The action.php collects the information of the form using the name attribute of every input. As every form is just a duplicate of the original one, every new form have the same name attribute, so when I click the send button, the php just echo the information of the last form.
<div><span>Código: </span><?php echo htmlspecialchars($_POST['codigo']); ?></div>
<div><span>Proyecto: </span><?php echo htmlspecialchars($_POST['proyecto']); ?></div>
<div><span>Calidad: </span><?php echo htmlspecialchars($_POST['grupo1']); ?></div>
<div><span>Formato: </span><?php echo htmlspecialchars($_POST['grupo2']); ?></div>
<div><span>Fecha: </span><?php echo htmlspecialchars($_POST['fecha']); ?></div>
<div><span>Lugar: </span><?php echo htmlspecialchars($_POST['lugar']); ?></div>
<div><span>Dueño: </span><?php echo htmlspecialchars($_POST['dueno']); ?></div>
Questions:
I need to update (rename) the name attribute of the input tags in every duplicated form, how can I do that?

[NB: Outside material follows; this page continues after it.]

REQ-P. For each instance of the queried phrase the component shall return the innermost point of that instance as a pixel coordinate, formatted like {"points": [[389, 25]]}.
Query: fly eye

It is possible to refer the echo function in the action.php file to a div with an id assigned to post the whole information at once? otherwise, how can I send (post) the information of all the duplicated form to a new page at once?
This have to be a client side process, so there is nothing more behind it, the php is just for echoing the info to the new page. So if there are solutions that can be done with javascript or jQuery is ok as well.
I leave a link to the demo http://www.programaicat.una.ac.cr/ICATsite/demo/
Thanks to all in advance.
The way POST vars are sent to a script, they're named key, value pairs in an array. Any inputs with the same name will be overwritten.
I suggest appending or prepending a number to each additional input as they are created, so instead of a new input called "name", it would be called "name.1" or "1.name". Your first input would be "name.0" and the rest would increment upwards as they are added. When you process the information, you can iterate over the POST array keys using substr and re-shape your information as needed before saving it to the database.